What do I need to change this over to Megasquirt. I want to keep it distributorless. Any suggestions would be great.


----------



## need_a_VR6 (May 19, 1999)

*Re: Using megasquirt on audi v8 questions? (turborabbit77)*

Dig around msextra.com it has info on the spark setup you'll need. A V3 board with an MS1 processor with the Extra code and right mods will do it. I don't know if anyone has an Audi V8 setup running on MS yet though. You might want to check out msruns.com in the Audi section to see if anyone has additional info.


----------



## turborabbit77 (May 3, 2006)

*Re: Using megasquirt on audi v8 questions? (turborabbit77)*

well i think i can get it run.. what is needed when you do a 20v 1.8t on megasquirt.. I can base what i need off of that just run twice as many injectors and coils


----------



## joeysmoey (Feb 26, 2007)

*Re: Using megasquirt on audi v8 questions? (turborabbit77)*

hey this is joey that bought the 1.8t and 02j from you, that center section is shelled on that turbo. you probably didn't know but I took it apart to get the housing jethot coated and the turbine wheel ate something.

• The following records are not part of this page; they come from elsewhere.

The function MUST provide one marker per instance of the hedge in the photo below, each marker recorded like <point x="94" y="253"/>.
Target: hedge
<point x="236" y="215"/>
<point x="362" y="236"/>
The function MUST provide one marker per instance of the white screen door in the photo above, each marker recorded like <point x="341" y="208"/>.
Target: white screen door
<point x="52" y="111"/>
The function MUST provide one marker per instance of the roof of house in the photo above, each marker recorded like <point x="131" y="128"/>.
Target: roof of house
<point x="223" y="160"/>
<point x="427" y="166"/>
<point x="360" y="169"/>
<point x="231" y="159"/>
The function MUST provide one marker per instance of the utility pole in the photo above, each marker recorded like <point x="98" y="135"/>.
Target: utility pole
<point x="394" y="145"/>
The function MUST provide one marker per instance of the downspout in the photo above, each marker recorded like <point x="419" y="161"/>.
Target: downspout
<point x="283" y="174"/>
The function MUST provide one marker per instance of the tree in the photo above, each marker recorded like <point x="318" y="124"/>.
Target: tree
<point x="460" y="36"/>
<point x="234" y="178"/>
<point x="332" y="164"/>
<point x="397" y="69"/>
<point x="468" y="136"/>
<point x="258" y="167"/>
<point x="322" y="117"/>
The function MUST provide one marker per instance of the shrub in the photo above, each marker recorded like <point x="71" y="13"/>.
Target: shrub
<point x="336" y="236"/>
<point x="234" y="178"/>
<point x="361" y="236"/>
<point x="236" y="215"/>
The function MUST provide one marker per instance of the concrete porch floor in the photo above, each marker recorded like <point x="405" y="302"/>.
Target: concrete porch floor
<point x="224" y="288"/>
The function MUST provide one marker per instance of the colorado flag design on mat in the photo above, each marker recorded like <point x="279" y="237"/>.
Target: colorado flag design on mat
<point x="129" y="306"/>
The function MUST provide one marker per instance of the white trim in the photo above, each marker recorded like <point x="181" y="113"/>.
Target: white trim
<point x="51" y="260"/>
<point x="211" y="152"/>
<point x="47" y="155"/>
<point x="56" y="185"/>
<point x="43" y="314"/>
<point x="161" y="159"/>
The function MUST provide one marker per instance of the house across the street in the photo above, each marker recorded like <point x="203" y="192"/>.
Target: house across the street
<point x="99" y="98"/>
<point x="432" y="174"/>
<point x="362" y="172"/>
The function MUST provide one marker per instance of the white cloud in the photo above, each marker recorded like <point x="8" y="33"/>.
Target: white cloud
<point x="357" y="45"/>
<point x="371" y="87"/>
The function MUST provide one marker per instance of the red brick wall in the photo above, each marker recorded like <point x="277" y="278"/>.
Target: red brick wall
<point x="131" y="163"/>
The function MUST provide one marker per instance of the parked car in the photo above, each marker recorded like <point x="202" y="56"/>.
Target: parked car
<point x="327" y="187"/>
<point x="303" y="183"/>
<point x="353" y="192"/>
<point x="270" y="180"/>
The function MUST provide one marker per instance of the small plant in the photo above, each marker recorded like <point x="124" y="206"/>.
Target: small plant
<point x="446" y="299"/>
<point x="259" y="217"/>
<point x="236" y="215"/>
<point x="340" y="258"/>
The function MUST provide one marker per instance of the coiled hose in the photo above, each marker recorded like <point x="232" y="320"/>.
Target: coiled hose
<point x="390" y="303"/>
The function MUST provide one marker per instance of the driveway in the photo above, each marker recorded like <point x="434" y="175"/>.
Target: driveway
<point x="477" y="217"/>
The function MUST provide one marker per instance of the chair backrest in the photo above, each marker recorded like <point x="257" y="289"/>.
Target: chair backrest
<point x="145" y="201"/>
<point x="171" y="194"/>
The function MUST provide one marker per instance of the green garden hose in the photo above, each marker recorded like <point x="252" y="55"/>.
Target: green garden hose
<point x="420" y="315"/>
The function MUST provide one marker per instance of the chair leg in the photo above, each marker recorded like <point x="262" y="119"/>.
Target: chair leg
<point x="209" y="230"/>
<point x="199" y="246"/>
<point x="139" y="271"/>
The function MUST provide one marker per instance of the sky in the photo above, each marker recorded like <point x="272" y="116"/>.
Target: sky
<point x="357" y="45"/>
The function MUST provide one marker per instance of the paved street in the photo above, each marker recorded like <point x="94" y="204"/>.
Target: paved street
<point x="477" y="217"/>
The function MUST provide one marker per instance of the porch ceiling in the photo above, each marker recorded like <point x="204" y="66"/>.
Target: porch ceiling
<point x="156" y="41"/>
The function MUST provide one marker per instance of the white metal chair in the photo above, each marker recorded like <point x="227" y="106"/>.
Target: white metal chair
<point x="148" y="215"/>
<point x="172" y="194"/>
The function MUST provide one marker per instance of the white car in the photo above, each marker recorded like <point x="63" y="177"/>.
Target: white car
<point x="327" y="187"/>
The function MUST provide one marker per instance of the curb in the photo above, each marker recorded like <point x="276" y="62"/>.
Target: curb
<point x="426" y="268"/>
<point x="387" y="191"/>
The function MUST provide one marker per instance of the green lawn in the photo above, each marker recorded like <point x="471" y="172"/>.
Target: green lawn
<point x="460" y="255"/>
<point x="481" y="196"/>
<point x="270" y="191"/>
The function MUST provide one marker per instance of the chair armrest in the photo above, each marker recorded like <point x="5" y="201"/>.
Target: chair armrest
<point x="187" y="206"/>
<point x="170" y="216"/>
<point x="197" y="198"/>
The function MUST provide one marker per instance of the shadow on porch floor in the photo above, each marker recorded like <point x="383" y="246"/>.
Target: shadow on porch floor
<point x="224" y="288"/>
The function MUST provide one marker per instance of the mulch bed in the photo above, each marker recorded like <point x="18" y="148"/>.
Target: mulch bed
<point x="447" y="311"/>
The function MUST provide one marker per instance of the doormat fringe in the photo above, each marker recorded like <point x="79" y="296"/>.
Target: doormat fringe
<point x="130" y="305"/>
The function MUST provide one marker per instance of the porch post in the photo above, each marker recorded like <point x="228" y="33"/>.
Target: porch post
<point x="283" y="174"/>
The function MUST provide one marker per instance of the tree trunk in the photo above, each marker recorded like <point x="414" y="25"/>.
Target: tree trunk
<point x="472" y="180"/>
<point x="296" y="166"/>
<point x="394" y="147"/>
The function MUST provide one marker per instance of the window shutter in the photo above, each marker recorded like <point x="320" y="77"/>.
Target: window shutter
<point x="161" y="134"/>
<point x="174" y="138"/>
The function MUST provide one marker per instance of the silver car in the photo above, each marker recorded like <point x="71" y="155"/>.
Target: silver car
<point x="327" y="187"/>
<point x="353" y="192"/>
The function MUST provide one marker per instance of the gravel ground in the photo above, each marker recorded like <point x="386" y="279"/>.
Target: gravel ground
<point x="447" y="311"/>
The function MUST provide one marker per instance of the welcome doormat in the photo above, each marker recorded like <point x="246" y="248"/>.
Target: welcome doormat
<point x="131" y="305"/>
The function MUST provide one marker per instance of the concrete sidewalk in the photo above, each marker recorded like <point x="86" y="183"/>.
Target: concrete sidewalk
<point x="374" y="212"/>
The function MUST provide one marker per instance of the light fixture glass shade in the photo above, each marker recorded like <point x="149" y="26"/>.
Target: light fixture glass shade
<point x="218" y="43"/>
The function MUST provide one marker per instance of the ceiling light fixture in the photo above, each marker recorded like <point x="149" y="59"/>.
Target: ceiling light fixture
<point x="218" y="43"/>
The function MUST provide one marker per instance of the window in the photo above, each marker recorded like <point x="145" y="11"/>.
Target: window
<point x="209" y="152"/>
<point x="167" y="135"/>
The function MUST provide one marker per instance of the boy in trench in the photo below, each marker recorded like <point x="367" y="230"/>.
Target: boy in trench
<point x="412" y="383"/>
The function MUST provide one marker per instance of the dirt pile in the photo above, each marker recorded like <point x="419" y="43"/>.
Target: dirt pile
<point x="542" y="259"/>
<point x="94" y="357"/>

Anyway, if you need help with ms get in touch with vwjunkie68 on here. or e-mail him at [email protected] His name is doug and if anyone can help with ms it's him!
by the way, if that 034 ecu gets fixed I might be interested in buying it










_Modified by joeysmoey at 6:39 PM 8-30-2007_


----------



## turborabbit77 (May 3, 2006)

*Re: Using megasquirt on audi v8 questions? (joeysmoey)*

ill let you know on the ECU.. looks like they may be giving me a brand new one for cheaper then it would cost me to get fixed


----------